Some define Statistics as the field that focuses on turning
information into knowledge.
The first step in that process is to summarize and describe the raw
information - the data.
In this lab, we will show you how to use R to get numerical summaries of
data and how to view data by graphs.
The diamonds
dataset is a buildin data set in the
ggplot2
library. We can access it using the
data
function after loading the ggplot2
library.
If you haven’t installed ggplot2
, please run the next
line. Otherwise, just skip it.
install.packages("ggplot2")
Let’s load the ggplot
library.
library(ggplot2)
Then the diamonds
data set can be loaded by the
command.
data(diamonds)
The variables in the diamonds
data set are
price
: price in US dollarscarat
: weight of the diamondcut
: quality of the cut (Fair
,
Good
, Very Good
, Premium
,
Ideal)color
: diamond color, from J
(worst) to
D
(best)clarity
: a measurement of how clear the diamond is,
from I1
(worst), SI1
, SI2
,
VS1
, VS2
, VVS1
,
VVS2
, to IF
(best)and five physical measurements, depth
,
table
, x
, y
and z
,
as shown in Figure 1 below
The dimension of the diamonds
dataset is
dim(diamonds)
## [1] 53940 10
from which we can see the data contains 53940 rows and 10 variables.

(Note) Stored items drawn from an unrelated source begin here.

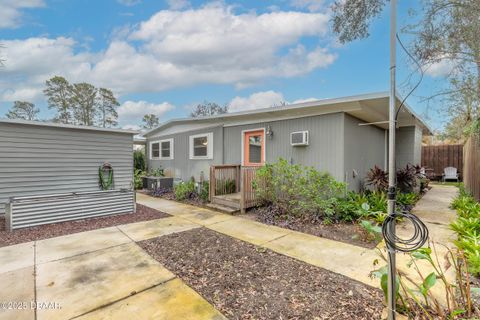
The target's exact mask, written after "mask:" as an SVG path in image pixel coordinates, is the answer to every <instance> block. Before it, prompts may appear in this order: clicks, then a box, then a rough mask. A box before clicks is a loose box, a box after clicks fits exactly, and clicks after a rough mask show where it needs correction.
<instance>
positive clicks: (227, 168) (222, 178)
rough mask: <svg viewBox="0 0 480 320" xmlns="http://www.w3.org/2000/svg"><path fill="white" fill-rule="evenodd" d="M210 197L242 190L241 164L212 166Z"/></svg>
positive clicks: (210, 170)
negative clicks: (240, 188) (240, 184)
mask: <svg viewBox="0 0 480 320" xmlns="http://www.w3.org/2000/svg"><path fill="white" fill-rule="evenodd" d="M209 181H210V187H209V198H210V201H212V198H213V197H215V196H219V195H224V194H231V193H235V192H239V191H240V165H237V164H231V165H230V164H225V165H213V166H211V167H210V178H209Z"/></svg>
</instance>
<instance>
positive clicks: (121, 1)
mask: <svg viewBox="0 0 480 320" xmlns="http://www.w3.org/2000/svg"><path fill="white" fill-rule="evenodd" d="M117 2H118V3H120V4H122V5H124V6H127V7H131V6H135V5H137V4H139V3H140V2H142V0H117Z"/></svg>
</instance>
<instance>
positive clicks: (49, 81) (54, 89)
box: [43, 76, 73, 124]
mask: <svg viewBox="0 0 480 320" xmlns="http://www.w3.org/2000/svg"><path fill="white" fill-rule="evenodd" d="M45 85H46V88H45V90H43V93H44V94H45V96H46V97H47V98H48V108H49V109H56V111H57V113H56V115H55V117H54V119H53V121H55V122H60V123H65V124H68V123H73V107H72V91H73V90H72V89H73V88H72V85H71V84H70V83H68V81H67V80H66V79H65V78H63V77H60V76H55V77H53V78H51V79H50V80H47V81H46V83H45Z"/></svg>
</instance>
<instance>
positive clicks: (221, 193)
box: [215, 179, 237, 195]
mask: <svg viewBox="0 0 480 320" xmlns="http://www.w3.org/2000/svg"><path fill="white" fill-rule="evenodd" d="M215 190H216V191H215V194H217V195H222V194H230V193H235V191H236V190H237V184H236V182H235V179H217V181H216V182H215Z"/></svg>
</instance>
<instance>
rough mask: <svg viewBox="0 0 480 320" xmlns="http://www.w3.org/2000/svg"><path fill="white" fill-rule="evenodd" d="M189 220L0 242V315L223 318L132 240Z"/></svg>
mask: <svg viewBox="0 0 480 320" xmlns="http://www.w3.org/2000/svg"><path fill="white" fill-rule="evenodd" d="M197 227H199V225H197V224H193V223H190V222H188V221H186V220H184V219H179V218H175V217H171V218H164V219H158V220H154V221H145V222H139V223H134V224H129V225H123V226H119V227H111V228H105V229H98V230H93V231H88V232H82V233H77V234H72V235H67V236H62V237H57V238H51V239H46V240H41V241H35V242H29V243H24V244H18V245H13V246H9V247H4V248H0V261H1V262H2V263H1V265H0V279H1V281H0V303H2V305H0V319H224V317H223V316H222V315H221V314H220V313H219V312H218V311H217V310H215V308H214V307H213V306H211V305H210V304H209V303H208V302H207V301H206V300H204V299H203V298H202V297H201V296H200V295H199V294H197V293H196V292H195V291H194V290H192V289H191V288H189V287H188V286H187V285H185V284H184V283H183V282H182V281H181V280H180V279H178V278H177V277H176V276H175V275H174V274H173V273H171V272H170V271H169V270H167V269H166V268H164V267H163V266H162V265H160V264H159V263H158V262H157V261H156V260H154V259H153V258H152V257H150V255H148V254H147V253H146V252H144V251H143V249H141V248H140V247H139V246H138V245H137V244H136V243H135V241H134V240H137V241H138V240H144V239H148V238H152V237H158V236H161V235H166V234H169V233H173V232H180V231H185V230H189V229H192V228H197Z"/></svg>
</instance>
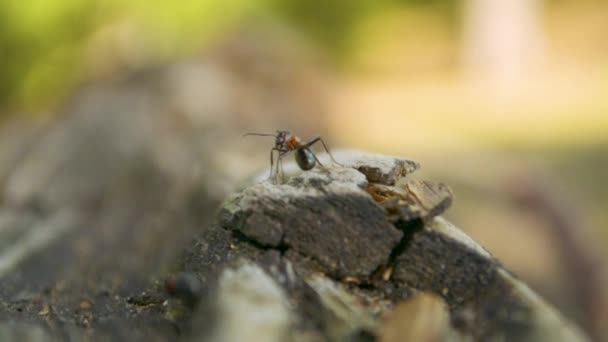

To view the names of the variables, type the command
str(diamonds)
## tibble [53,940 x 10] (S3: tbl_df/tbl/data.frame)
## $ carat : num [1:53940] 0.23 0.21 0.23 0.29 0.31 0.24 0.24 0.26 0.22 0.23 ...
## $ cut : Ord.factor w/ 5 levels "Fair"<"Good"<..: 5 4 2 4 2 3 3 3 1 3 ...
## $ color : Ord.factor w/ 7 levels "D"<"E"<"F"<"G"<..: 2 2 2 6 7 7 6 5 2 5 ...
## $ clarity: Ord.factor w/ 8 levels "I1"<"SI2"<"SI1"<..: 2 3 5 4 2 6 7 3 4 5 ...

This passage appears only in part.